Ce que vous devez savoir sur l’augmentation mammaire

Chaque année, les femmes sont de plus en plus nombreuses à pousser la porte des cliniques de chirurgie esthétique. L’intervention ne souffre plus de la mauvaise image qu’elle pouvait avoir dans les années 1980-1990, car les résultats sont désormais bien plus naturels. Aujourd’hui, les techniques se sont considérablement améliorées, et se sont diversifiées pour répondre aux besoins de toutes les patientes. 

La première consultation avec le chirurgien

Le premier contact avec le praticien est le plus important, car c’est lui qui doit vous mettre en confiance avant tout. Le chirurgien doit être à l’écoute et savoir orienter votre choix dans votre intérêt. Il doit pouvoir répondre à toutes vos questions et vous faire des propositions raisonnables. L’écoute est très certainement l’un des critères les plus importants en ce qui concerne les opérations d'augmentation mammaire, notamment lorsque l’on consulte au sujet d’une reconstruction à la suite d’une maladie, d’une déformation liée à une pathologie ou même au sujet d’un complexe. N’hésitez pas, en cas de doute, à demander plusieurs avis. Venez de préférence accompagnée d’une personne de confiance, ne serait-ce que pour vous rassurer.

Quelles sont les différentes techniques d’intervention ?

Tout d’abord, le chirurgien peut insérer la prothèse de trois manières différentes. Il est possible de l’insérer en procédant à une incision dans le pli naturel de l’aisselle, ou dans le pli sous-mammaire ou bien en effectuant une incision sous l’aréole. Ensuite, le choix de la prothèse dépendra également du souhait de la patiente et des préconisations du chirurgien. L’enveloppe peut contenir du silicone pour des résultats plus naturels et un meilleur confort à la palpation. Elle peut aussi contenir une solution saline ou de l’eau gélifiée qui seront plus faciles à absorber par l’organisme en cas de rupture de la poche.

Depuis quelques années déjà, d’autres techniques ont été mises au point comme celle de l’injection de graisse récupérée sur le corps de la patiente ou celle de l’autogreffe. Les résultats sont plus naturels, aussi bien au toucher qu’à la vue. Néanmoins, cette technique est davantage utilisée pour les faibles augmentations et pour les seins déformés.

Quelles sont les suites opératoires ?

L’opération et l’anesthésie générale nécessiteront une hospitalisation.
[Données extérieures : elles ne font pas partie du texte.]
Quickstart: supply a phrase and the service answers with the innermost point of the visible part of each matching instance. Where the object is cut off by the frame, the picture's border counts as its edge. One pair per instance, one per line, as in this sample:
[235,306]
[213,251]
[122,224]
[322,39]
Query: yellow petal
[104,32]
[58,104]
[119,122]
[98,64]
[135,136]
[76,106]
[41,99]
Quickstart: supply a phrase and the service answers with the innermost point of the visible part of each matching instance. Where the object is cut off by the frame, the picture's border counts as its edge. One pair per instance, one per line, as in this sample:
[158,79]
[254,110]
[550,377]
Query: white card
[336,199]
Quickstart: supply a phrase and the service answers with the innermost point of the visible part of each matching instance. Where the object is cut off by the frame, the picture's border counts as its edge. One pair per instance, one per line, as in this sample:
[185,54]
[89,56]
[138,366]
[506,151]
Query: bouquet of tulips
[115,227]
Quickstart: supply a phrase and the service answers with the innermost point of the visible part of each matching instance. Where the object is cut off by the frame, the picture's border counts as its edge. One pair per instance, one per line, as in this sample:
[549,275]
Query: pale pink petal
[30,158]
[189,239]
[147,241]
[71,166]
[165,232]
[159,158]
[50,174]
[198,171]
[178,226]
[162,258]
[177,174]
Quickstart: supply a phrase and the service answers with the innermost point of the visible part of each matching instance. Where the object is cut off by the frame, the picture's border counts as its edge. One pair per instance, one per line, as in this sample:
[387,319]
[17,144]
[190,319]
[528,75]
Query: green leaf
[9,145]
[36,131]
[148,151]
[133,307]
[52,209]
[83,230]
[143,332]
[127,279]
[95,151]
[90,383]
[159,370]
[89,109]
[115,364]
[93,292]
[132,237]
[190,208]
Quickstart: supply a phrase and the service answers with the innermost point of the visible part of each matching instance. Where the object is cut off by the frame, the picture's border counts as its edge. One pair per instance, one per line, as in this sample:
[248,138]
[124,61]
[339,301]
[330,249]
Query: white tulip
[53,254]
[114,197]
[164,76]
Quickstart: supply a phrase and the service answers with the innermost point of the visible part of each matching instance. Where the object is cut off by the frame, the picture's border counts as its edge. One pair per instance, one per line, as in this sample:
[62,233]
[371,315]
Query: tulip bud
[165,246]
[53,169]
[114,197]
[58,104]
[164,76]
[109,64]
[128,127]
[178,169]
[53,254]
Généralement, il faut prévoir entre 5 et 10 jours d’arrêt de travail. Le chirurgien appliquera un pansement compressif à surveiller régulièrement. Certains soins seront réalisés par une infirmière à domicile ou en cabinet médical. Une fois enlevé, il faudra attendre quelques jours pour une bonne cicatrisation et quelques semaines avant la reprise du sport. Pensez donc à faire le ménage chez vous avant l’hospitalisation et à changer les draps et les serviettes. Les premiers jours, le praticien vous prescrira des antalgiques pour éviter les douleurs.

L’augmentation mammaire peut-elle être prise en charge par la sécurité sociale ?

En tant qu’opération de chirurgie esthétique, la prise en charge des frais par la sécurité sociale n’est possible que dans des cas très restreints et après avoir envoyé une demande d’entente préalable. Généralement, l’organisme de remboursement n’accepte que dans trois cas. D’abord, en cas d’absence totale de poitrine (avec un bonnet inférieur à A). Ensuite, en cas de seins tubéreux. Enfin, s’il existe une asymétrie très importante.